Mais le nombre d’élèves va se développer rapidement et l’humble école devient vite inadaptée. La recherche de nouveaux espaces devient nécessaire et c’est une maison mauresque de la rue des Trois couleurs qui est choisie. Les 115 élèves qu’elle abrite deux ans plus tard vont se trouver de nouveau très à l’étroit.

La Création du Lycée d’Alger
En 1840 l’humble école, devenue entretemps collège, se voit attribuer par le Gouverneur Général Damrémont une ancienne caserne de janissaires située à l’entrée de la rue Bab-Azoun. Cette caserne transformée en établissement d’enseignement par l’architecte Guiauchain, avait été construite par le Pacha Hassan pour renforcer les défenses d’Alger après l’attaque de Charles Quint.
Les dortoirs, longues salles sombres aux fenêtres grillagées, qui dominent une falaise battue par la mer sont particulièrement  lugubres. Les classes des humanités ont été aménagées dans les anciennes écuries des janissaires.

L’Uniforme des collégiens

Pour conserver une apparence militaire à l’établissement, un vieux tambour va être affecté au collège. Il est là pour remplacer la frêle cloche qu’on entendait à peine. A l’heure des cours il donne le signal de l’entrée ou de la sortie par un roulement sonore, sous l’œil sévère des maîtres d’études,  tandis que les élèves défilent d’un air martial.
Les collégiens, qui dépendent encore de l’autorité militaire,  portent un uniforme bleu roi avec une casquette et une capote à galons d’or. Les boutons sont gravés de l’inscription « Collège d’Alger » et un ceinturon à écusson doré complète la tenue.
 C’est le 7 septembre 1848, dès la création de l’Académie d’Alger,  que le collège va prendre l’appellation de Lycée.

Des conditions d’études de plus en plus précaires

En 1855, Napoléon III rend visite  aux 500 élèves du Lycée. C’est l’apothéose. Après avoir crié « Vive l’Empereur, vive l’Impératrice ! » ils se voient gratifiés d’un jour de congé.  
Mais le nombre d’élèves s’accroît toujours.
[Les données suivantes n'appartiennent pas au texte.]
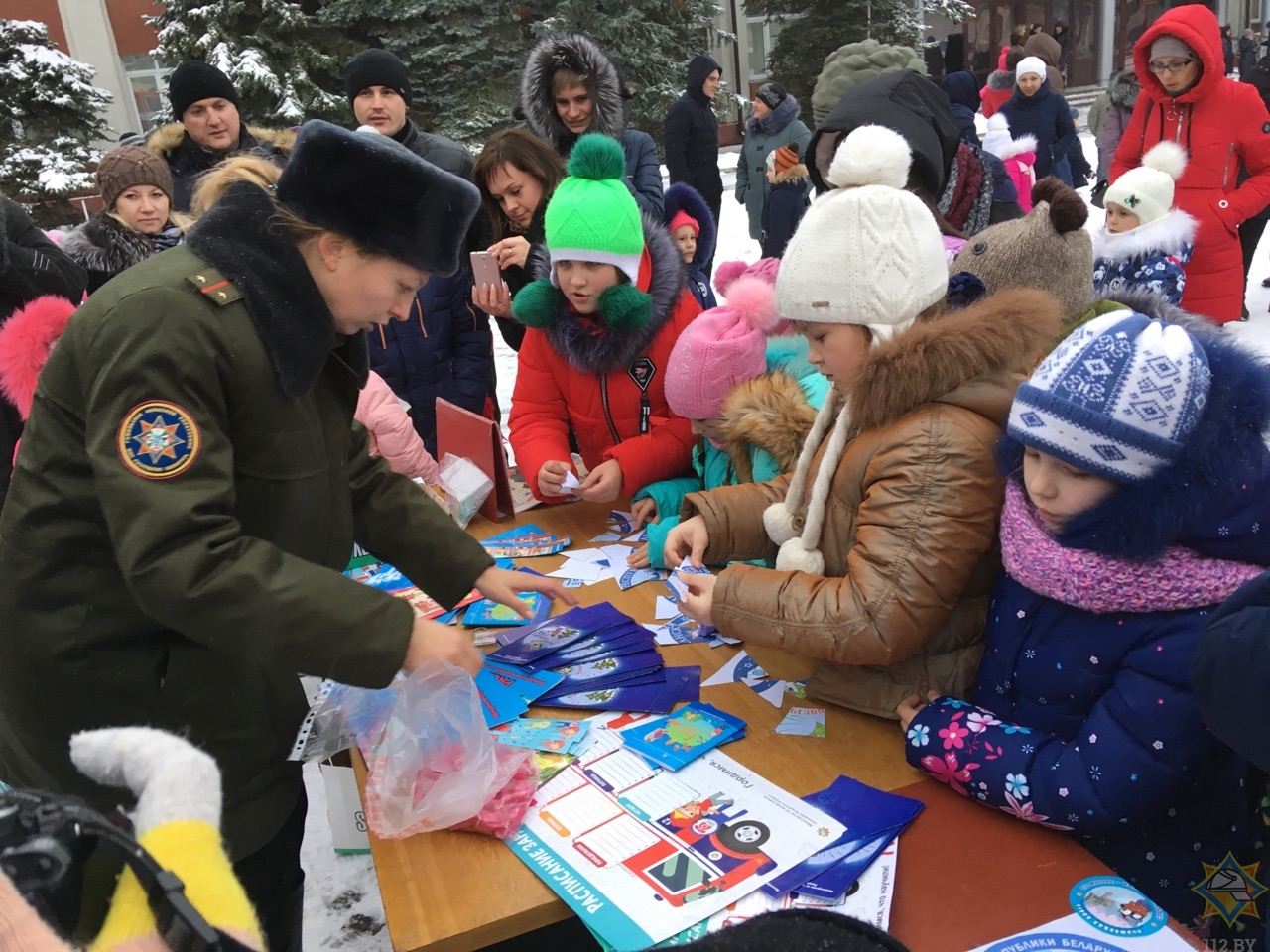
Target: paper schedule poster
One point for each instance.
(640, 853)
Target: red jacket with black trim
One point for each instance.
(575, 376)
(1224, 128)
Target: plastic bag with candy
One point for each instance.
(432, 765)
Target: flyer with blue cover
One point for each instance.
(640, 853)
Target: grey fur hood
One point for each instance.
(603, 353)
(1124, 89)
(584, 56)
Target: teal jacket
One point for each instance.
(763, 424)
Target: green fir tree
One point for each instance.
(284, 61)
(50, 117)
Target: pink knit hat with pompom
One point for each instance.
(721, 348)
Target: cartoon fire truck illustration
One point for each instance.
(705, 851)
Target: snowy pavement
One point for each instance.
(341, 898)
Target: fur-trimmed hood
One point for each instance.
(584, 56)
(166, 140)
(26, 340)
(1020, 146)
(1222, 457)
(1124, 89)
(1001, 80)
(587, 344)
(973, 357)
(1171, 235)
(683, 197)
(769, 412)
(104, 244)
(776, 119)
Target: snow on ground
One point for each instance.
(341, 898)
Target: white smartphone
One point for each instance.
(485, 270)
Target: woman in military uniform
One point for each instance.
(190, 484)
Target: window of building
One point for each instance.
(149, 82)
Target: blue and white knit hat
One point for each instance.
(1118, 398)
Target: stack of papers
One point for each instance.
(681, 738)
(526, 542)
(640, 853)
(381, 575)
(549, 737)
(601, 658)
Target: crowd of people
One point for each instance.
(1002, 475)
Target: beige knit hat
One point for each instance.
(1049, 250)
(126, 167)
(870, 254)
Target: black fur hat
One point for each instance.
(380, 194)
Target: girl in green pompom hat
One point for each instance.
(601, 321)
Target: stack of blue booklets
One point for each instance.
(602, 658)
(873, 819)
(679, 739)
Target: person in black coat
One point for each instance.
(693, 135)
(786, 200)
(443, 350)
(1248, 48)
(962, 91)
(31, 266)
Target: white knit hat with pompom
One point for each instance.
(866, 253)
(1148, 189)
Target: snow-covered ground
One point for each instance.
(341, 898)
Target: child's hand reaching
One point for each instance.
(698, 604)
(603, 484)
(552, 476)
(644, 511)
(911, 706)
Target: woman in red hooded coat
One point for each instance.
(1224, 128)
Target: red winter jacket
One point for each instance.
(576, 375)
(1222, 125)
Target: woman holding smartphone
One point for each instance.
(517, 175)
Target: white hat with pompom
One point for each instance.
(867, 252)
(1148, 189)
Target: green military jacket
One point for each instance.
(189, 489)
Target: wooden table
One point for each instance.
(460, 892)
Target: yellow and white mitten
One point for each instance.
(177, 819)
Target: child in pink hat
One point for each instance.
(751, 399)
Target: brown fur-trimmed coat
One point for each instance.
(910, 536)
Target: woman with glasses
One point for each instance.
(1224, 128)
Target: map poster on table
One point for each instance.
(640, 853)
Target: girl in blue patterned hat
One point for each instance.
(1135, 504)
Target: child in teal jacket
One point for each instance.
(751, 399)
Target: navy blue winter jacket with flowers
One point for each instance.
(1152, 257)
(1084, 717)
(1084, 721)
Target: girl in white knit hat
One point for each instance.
(883, 535)
(1146, 241)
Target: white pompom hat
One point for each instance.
(1148, 189)
(870, 254)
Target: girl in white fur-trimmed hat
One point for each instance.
(883, 535)
(1146, 241)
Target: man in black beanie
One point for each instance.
(379, 89)
(207, 128)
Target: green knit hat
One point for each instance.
(592, 216)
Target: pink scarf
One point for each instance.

En 1859 l’afflux est tel qu’il faut trouver un nouvel emplacement car les lycéens poursuivent leurs études dans des conditions très difficiles, malgré l’adjonction de locaux annexes situés dans une ancienne caserne d’artillerie.
 
Vers la construction d’un nouvel établissement

En février 1860, après de multiples tergiversations, le site d’un nouveau lycée est choisi. Il sera situé au delà des remparts de la Casbah à l’entrée du pauvre faubourg Bab-El-Oued. C’est une vaste esplanade au sol inégal, couvert de broussailles, de décombres, d’immondices et de traces d’anciennes sépultures. Sur la partie sud on voit encore les vieilles tombes des pachas et dans la partie basse, un vaste square.
C’est là que les condamnés militaires du Colonel Marengo y avaient aménagé en 1833 un jardin appelé « Jardin des condamnés » puis  « Jardin Marengo ».
Plus bas encore s’élève le Fort Neuf, appelé aussi « Bordj El Zoubia » (fort des immondices). Il domine une petite crique où à l’époque turque on démolissait les bateaux provenant des prises. Devenu prison militaire en 1843 le bâtiment sera plus tard démoli pour faire place à la caserne Pélissier.
Cette zone longtemps inoccupée porte le nom de Place Bab-El-Oued. (plus tard Place Jean Mermoz). C’était le lieu où l’on érigeait la guillotine les jours d’exécution des condamnés à mort.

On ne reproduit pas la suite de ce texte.